Com a reforma tributária e o avanço da fiscalização digital, tributos deixam de ser apenas custo e passam a integrar o núcleo da governança empresarial
O ambiente tributário brasileiro está em transformação — e as empresas que desejam manter competitividade e conformidade precisam repensar a forma como tratam seus tributos. O que antes era visto apenas como instrumento de economia fiscal, hoje se consolida como um pilar estratégico da governança corporativa.
Segundo Eduardo Natal, sócio do Natal & Manssur Advogados, mestre em Direito Tributário pela PUC-SP e conselheiro da Associação Brasileira da Advocacia Tributária (ABAT), o novo cenário exige mais do que buscar economia: demanda previsibilidade, rastreabilidade e segurança jurídica. “O planejamento tributário deixou de ser uma mera ferramenta de economia fiscal para se tornar um componente central da governança corporativa”, afirma.
A mudança reflete um contexto mais interpretativo e dinâmico, em que decisões judiciais e precedentes moldam o ambiente normativo. Para o advogado, pagar menos tributo só faz sentido se for feito com transparência e dentro dos parâmetros da lei. “Não basta pagar menos tributo — é preciso fazê-lo com segurança jurídica e rastreabilidade”, reforça.
O especialista também alerta para o aumento de conteúdos que simplificam o tema nas redes sociais, tratando o planejamento tributário como “atalho” para reduzir impostos. “A inteligência fiscal deve ser compreendida como um instrumento de governança e conformidade, e não como brecha legal”, observa.
Para Natal, o limite entre o planejamento legítimo e a evasão fiscal está na intenção e na transparência. Operações sem substância econômica ou com simulação podem ser facilmente detectadas pelo cruzamento de dados e pela fiscalização eletrônica. “O planejamento moderno deve caminhar junto com o compliance tributário, assegurando integridade e conformidade nas decisões fiscais.”
Mecanismos como a autorregularização e a transação tributária também vêm redefinindo a relação entre Fisco e contribuinte. “A autorregularização estimula as empresas a corrigirem inconsistências antes da autuação, reduzindo litígios e fortalecendo a cultura de conformidade”, explica. Já a transação, segundo ele, é um instrumento de recomposição da adimplência fiscal que depende de transparência e boa-fé.

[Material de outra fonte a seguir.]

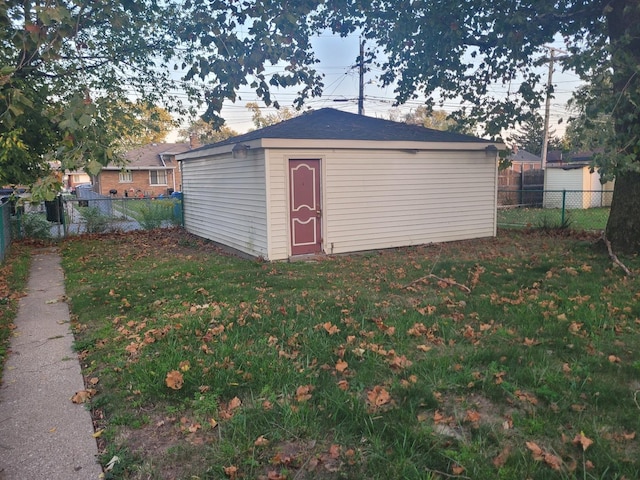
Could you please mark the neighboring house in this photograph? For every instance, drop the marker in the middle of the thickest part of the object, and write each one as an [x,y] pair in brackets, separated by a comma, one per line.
[152,170]
[572,174]
[72,179]
[334,182]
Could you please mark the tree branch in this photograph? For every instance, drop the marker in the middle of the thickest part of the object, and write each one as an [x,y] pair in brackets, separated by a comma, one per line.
[615,258]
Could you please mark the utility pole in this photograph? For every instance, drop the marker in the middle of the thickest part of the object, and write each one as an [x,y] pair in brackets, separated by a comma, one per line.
[547,105]
[361,73]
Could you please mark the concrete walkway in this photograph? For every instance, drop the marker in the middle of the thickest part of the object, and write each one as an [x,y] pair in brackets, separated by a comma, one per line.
[43,435]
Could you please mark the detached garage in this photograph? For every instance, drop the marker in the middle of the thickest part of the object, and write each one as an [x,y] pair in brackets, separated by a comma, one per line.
[334,182]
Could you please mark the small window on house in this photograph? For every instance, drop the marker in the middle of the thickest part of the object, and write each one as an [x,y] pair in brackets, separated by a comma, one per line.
[125,177]
[158,177]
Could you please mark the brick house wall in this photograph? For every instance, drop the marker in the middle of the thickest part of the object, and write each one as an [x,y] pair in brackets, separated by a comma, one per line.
[140,185]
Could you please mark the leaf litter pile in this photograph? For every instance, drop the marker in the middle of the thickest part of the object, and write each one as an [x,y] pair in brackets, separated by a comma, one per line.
[510,357]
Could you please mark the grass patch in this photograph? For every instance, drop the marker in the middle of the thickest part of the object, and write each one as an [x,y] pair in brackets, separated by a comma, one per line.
[377,365]
[14,273]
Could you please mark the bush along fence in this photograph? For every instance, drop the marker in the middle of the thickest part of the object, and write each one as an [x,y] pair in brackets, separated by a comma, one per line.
[553,209]
[5,229]
[93,213]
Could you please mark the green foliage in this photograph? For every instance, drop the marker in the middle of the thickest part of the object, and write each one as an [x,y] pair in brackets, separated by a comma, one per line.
[95,221]
[31,225]
[156,213]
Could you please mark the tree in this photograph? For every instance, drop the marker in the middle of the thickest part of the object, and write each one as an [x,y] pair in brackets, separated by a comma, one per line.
[205,133]
[461,49]
[260,120]
[68,66]
[530,136]
[63,67]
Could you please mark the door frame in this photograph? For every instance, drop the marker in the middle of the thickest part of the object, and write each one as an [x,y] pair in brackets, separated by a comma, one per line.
[319,245]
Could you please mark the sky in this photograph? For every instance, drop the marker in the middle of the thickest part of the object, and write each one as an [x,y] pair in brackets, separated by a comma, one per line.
[338,56]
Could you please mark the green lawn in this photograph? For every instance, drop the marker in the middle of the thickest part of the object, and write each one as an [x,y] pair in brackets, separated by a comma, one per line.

Com a reforma tributária em curso, o especialista prevê um salto na rastreabilidade e no controle. “A emissão regular da nota fiscal e o efetivo pagamento do tributo serão condições essenciais para o aproveitamento de créditos no IBS e na CBS”, afirma.
Embora o novo sistema prometa simplificação, Natal destaca que ele exigirá uma governança mais integrada. “O planejamento tributário será cada vez mais multidisciplinar, combinando análise jurídica, contábil, tecnológica e financeira.”
Para ele, o conhecimento tributário está se tornando um diferencial de gestão. “O tributo passa a ser uma variável estratégica da governança, tão relevante quanto inovação e eficiência operacional”, conclui.